Spanish Colonial Style
Spanish Colonial style architecture adapts European influence to New World realities. Walls are stucco-plastered terra cotta, whitewashed, or colored in vivid, lime-based paints, which helps to prevent excessive fading in the intense sunlight. The legacy of using sun-drenched colors and paint washes of blues and green dates back to pre-Hispanic civilizations' use of bold paint for murals and pottery. Interior walls may be covered in layers of vibrant hues; intricate stencil patterns and color contrasts are used to highlight architectural features.
Windows are protected by elaborate iron exterior grates and the street facade may be closed — the houses turn inwards around a sala abierta, an open-air courtyard or al fresco living room. Rustic touches, such as hand-hewn wood beams and waxed terra cotta tiled floors or stone pavers, provide a traditional backdrop for the hand-carved wood furniture and bright tapestries that enliven the interior decor.
Haciendas — Mexican Ranch Style
Mexico is home to many hacienda-style enormous estates. Elaborate dwellings for the landed rich and powerful, they included a main house, guest quarters, stables, and servants' rooms. Large stone-walled buildings, with high ceilings, haciendas often contain many concealed cool interior patios, colonnades, secluded spaces, and Moorish touches such as towers, arches and mosaic tile.

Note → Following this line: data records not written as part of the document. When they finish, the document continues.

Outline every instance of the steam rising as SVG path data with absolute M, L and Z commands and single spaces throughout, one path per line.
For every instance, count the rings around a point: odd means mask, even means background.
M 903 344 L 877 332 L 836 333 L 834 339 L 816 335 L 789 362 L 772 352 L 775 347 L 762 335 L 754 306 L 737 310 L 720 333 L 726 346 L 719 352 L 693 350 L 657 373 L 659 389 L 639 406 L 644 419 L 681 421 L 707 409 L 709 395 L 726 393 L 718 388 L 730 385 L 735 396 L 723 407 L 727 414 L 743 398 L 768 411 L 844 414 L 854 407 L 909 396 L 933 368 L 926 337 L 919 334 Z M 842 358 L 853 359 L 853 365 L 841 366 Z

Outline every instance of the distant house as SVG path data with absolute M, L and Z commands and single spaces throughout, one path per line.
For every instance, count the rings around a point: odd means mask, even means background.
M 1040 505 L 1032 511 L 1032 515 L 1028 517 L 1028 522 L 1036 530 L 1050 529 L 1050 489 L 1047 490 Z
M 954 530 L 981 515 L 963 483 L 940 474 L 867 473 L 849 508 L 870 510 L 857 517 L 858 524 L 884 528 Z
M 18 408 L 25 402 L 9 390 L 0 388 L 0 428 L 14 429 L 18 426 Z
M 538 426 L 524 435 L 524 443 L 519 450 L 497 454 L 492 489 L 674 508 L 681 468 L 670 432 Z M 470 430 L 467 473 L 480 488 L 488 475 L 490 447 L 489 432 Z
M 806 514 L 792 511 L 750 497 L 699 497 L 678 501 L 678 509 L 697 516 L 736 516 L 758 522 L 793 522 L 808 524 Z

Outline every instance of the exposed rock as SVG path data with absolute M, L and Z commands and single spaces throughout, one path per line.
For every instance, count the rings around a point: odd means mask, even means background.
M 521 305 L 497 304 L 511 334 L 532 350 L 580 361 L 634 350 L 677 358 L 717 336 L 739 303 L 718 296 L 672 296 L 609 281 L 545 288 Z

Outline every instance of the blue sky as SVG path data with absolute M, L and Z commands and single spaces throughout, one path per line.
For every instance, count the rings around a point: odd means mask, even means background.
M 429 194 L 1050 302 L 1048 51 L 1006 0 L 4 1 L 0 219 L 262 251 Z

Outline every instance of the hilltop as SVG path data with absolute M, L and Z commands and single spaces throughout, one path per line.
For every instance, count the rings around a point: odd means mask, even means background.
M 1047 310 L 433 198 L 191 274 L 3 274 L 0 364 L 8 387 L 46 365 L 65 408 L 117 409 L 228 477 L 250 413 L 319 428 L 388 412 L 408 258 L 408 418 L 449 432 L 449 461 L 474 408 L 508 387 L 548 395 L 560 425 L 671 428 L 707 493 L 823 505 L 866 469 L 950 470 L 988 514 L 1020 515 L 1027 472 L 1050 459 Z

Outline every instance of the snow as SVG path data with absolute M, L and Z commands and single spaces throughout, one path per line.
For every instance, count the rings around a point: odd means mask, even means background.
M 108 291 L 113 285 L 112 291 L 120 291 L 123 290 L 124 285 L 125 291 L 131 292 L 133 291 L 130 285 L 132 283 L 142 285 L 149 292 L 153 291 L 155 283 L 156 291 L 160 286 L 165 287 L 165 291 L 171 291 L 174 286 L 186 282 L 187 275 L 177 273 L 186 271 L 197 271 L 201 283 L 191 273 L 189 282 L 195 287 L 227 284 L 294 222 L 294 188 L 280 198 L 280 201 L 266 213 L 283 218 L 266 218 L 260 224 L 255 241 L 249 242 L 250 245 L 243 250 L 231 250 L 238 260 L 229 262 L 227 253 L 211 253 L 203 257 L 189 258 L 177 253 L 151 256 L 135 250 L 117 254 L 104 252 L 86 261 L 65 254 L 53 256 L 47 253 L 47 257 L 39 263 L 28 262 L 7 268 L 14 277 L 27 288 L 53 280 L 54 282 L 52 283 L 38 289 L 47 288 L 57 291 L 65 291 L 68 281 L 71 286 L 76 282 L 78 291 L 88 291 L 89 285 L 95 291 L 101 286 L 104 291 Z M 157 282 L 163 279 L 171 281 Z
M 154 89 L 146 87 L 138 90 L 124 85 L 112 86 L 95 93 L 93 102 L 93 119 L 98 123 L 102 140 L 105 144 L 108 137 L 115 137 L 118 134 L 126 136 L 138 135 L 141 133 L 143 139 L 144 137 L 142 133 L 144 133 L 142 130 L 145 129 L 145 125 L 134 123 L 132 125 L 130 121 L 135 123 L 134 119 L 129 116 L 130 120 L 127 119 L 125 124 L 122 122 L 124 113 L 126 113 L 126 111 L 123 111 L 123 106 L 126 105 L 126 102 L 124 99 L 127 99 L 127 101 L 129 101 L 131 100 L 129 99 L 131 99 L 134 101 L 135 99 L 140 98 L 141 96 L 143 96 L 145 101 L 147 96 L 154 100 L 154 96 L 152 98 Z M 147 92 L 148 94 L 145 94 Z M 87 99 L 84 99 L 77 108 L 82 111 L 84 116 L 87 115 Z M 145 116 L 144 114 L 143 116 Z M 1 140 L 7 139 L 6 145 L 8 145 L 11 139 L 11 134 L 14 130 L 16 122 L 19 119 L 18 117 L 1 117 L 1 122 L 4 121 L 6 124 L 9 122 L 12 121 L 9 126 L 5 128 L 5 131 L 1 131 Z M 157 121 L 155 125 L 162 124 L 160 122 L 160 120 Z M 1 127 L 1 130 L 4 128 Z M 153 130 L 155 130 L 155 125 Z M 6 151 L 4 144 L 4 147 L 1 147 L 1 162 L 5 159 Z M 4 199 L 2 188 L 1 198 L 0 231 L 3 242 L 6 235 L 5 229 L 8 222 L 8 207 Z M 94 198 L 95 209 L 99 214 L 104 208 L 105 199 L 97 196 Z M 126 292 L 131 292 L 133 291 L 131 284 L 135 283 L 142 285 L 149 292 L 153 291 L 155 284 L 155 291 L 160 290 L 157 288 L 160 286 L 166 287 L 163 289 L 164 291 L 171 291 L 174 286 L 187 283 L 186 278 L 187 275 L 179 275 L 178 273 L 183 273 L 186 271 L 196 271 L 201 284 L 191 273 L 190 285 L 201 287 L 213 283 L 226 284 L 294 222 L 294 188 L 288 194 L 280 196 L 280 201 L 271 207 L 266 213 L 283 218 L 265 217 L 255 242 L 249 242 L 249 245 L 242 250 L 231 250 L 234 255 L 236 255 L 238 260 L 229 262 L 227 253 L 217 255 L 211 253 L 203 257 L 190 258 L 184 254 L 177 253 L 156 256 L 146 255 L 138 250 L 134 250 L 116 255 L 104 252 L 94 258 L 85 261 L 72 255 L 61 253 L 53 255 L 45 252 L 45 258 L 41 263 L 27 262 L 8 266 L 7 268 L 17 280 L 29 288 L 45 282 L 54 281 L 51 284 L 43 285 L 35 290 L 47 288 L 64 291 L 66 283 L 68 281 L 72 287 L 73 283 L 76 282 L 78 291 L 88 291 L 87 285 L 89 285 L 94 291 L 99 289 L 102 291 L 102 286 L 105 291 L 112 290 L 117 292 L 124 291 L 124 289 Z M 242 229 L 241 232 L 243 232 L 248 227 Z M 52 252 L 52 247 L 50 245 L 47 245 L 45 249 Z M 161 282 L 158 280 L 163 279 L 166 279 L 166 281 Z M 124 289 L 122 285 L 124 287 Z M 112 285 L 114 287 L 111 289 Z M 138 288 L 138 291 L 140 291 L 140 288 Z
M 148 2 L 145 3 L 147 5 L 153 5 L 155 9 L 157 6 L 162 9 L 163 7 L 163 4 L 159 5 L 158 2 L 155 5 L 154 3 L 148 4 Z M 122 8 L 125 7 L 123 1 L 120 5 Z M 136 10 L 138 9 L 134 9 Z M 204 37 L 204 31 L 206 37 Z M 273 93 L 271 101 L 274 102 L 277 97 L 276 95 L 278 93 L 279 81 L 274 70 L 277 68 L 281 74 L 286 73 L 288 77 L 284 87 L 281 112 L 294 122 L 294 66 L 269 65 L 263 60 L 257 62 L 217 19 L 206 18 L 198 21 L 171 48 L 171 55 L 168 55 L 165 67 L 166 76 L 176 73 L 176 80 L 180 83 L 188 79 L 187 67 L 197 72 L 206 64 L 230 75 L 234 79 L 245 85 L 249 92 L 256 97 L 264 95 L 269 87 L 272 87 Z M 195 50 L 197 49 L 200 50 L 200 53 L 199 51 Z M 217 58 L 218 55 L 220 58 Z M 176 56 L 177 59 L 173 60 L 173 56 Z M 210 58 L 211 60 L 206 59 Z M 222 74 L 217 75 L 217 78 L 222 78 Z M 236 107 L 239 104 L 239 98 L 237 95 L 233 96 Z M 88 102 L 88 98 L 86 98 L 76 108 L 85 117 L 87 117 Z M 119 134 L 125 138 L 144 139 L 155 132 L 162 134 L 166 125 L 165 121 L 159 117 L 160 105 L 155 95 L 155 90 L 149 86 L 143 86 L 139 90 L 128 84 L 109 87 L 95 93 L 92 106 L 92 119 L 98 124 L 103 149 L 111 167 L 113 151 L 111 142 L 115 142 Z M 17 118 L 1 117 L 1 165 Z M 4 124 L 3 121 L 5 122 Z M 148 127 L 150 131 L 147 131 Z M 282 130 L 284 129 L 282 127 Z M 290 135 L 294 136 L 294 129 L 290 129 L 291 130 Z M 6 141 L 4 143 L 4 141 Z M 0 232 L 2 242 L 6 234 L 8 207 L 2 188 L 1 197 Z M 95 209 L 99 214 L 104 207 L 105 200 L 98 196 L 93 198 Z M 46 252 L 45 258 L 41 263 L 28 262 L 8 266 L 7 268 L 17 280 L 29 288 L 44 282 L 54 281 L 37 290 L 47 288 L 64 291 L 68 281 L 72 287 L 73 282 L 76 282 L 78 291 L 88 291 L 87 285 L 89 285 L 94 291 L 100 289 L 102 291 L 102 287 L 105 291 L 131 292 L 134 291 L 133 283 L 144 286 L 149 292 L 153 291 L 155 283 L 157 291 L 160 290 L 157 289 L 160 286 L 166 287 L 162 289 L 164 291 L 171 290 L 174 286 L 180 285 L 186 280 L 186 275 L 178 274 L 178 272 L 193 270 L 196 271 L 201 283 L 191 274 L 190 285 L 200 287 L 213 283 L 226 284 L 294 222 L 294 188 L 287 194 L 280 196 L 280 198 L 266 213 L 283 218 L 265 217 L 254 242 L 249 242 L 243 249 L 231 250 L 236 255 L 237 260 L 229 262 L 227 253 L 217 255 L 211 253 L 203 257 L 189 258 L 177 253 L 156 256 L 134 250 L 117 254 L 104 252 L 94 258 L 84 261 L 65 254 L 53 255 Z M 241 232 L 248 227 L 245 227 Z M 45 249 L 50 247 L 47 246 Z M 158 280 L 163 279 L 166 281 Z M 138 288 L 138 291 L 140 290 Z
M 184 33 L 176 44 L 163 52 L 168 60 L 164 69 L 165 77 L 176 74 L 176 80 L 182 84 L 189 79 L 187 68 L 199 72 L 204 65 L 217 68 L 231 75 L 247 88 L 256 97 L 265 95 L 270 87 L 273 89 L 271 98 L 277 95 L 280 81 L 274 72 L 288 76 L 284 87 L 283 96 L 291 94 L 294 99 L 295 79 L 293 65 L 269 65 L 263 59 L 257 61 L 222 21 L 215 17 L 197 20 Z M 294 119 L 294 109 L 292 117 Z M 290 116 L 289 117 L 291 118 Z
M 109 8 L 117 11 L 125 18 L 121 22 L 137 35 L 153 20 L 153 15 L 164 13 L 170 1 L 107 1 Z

To provide shade and keep interiors cool, windows are large and deep set and ceilings high, inviting cool breezes to flow through homes. Walls are thick and heavy to keep out the heat. Glazed and hand-painted tiles and stone are cool surfaces in the living areas. Wood shutters over windows keep the heat out, and second-floor rooms have French doors that open onto small, decorative wrought iron balconies. As symbols of a family's wealth and culture, haciendas were — and still are — decorated with ornate architectural features and artwork.
Mexican-Style Adobe Homes
Historically, lower income families and the peasants who worked the haciendas lived in adobe houses. These traditional Mexican homes were made from a combination of clay-based soil, straw, and water supported by a wood frame. The clay dried into thick walls which insulated the home from extremities of heat and cold. Windows and doors exposed wood beam frames and, if windows were not glazed, they could be closed with wood shutters. Houses often had red terra cotta tile roofs — barrel-shaped tiles help to sluice off water in the rainy season.
These plainer, smaller homes, crafted from natural materials, originated from the techniques used by Mexican Native American cultures. Today, an adobe home might be whitewashed but still feature exposed wood beams, overhanging tile roofs and small, timbered front porches or covered entryways.